Additionally, many older people have pre-existing medical conditions. That could be an old injury, like a bad knee, or a chronic illness, like osteoporosis. If the fall aggravates the injury or illness, and not the other way around, a Brainerd personal injury lawyer can usually obtain full compensation for the injury. That’s a subtle distinction, but it makes a big difference.
Understaffing often plays a part here as well. When staff resources are stretched to the limit, fall prevention is often the last thing on the agenda.
To see how all these things come together, consider the following example. Because his dementia is getting worse, Joe’s family recently moved him to a nursing home. He is still rather disoriented. Late one night, when almost no staff people are around, Joe goes for a walk. Because of his deteriorating vision, and the lingering effects of a broken ankle, he does not get around as well as he used to. He wanders into a construction area, where he slips and falls. As outlined below, the nursing home is probably responsible for his damages.
We Brainerd injury lawyers often use examples like these as teaching tools. Legal concepts are complex, and admittedly, we sometimes stop speaking English and lapse into Legalese.
Brainerd Personal Injury Lawyers and Your Legal Options
Unsafe premises and employee neglect cause most nursing home falls. So, to obtain damages, a Brainerd personal injury attorney can pursue a premises liability or an ordinary negligence claim.
If the victim was an invitee, property owners in Minnesota owe the victim a duty of reasonable care. They must keep the premises reasonably safe and also inspect the property. An “invitee” is someone who had permission to be in the building and whose presence benefitted the owner in some way. Nursing home residents are definitely invitees. They pay money to live there. Guests may be invitees. Arguably, guests make residents happier, and the owner benefits as a result of that happiness.
Employee neglect, possibly due to understaffing, could cause a fall as well. Let’s talk about Joe some more.
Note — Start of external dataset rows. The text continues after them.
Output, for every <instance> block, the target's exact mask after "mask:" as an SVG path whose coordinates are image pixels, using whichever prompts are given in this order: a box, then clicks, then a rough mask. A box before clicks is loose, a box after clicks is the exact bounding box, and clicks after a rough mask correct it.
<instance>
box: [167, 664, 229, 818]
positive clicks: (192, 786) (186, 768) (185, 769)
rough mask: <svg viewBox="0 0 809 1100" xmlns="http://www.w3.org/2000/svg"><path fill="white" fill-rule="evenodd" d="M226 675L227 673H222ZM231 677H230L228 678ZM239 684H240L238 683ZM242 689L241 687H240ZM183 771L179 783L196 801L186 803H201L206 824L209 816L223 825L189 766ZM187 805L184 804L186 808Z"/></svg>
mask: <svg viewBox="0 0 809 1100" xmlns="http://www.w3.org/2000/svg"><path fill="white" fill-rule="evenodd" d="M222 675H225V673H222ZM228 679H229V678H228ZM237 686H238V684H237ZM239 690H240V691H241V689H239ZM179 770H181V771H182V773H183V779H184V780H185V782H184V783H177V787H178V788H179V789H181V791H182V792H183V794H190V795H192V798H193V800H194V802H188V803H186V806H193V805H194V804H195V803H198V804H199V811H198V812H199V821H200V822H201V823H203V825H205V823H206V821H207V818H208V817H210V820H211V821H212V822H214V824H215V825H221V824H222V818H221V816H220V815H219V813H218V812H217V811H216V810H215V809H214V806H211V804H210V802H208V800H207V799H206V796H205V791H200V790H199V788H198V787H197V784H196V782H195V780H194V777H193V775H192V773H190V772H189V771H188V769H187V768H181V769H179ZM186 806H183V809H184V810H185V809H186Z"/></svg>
Assume that Juanita, a patient care technician, was supposed to make sure Joe stayed in his room. But because the nursing home was short-staffed that night, Juanita neglected her Joe-watching duties to help another employee. Even though her intentions were good, Juanita was still negligent.
Respondeat superior (“let the master answer”) is the applicable legal doctrine. Just like a captain is responsible for the conduct of a ship’s crew, an employer is responsible for any negligent acts its employees commit during the scope of their employment.
Breaking Down Some Common Insurance Company Defenses
In premises liability cases, lack of duty and/or lack of knowledge are the most common insurance company defenses.
If the victim was not an invitee, the owner may only owe the victim a limited duty of care, or there may be no legal duty at all. No duty, or no breach of duty, means no claim for compensation. To establish knowledge, victim/plaintiffs can show actual knowledge or constructive knowledge (should have known). If Joe slipped on an hours-old spill that no one had cleaned up, constructive knowledge probably attaches.
The assumption of the risk defense is common in negligent fall cases. This legal loophole excuses liability for damages if the victim:
A known risk.
Remember AMD? This condition often comes into play here. A young person may see a hazard and avoid it. But an older person may not be able to see the hazard, and therefore, not be able to avoid it.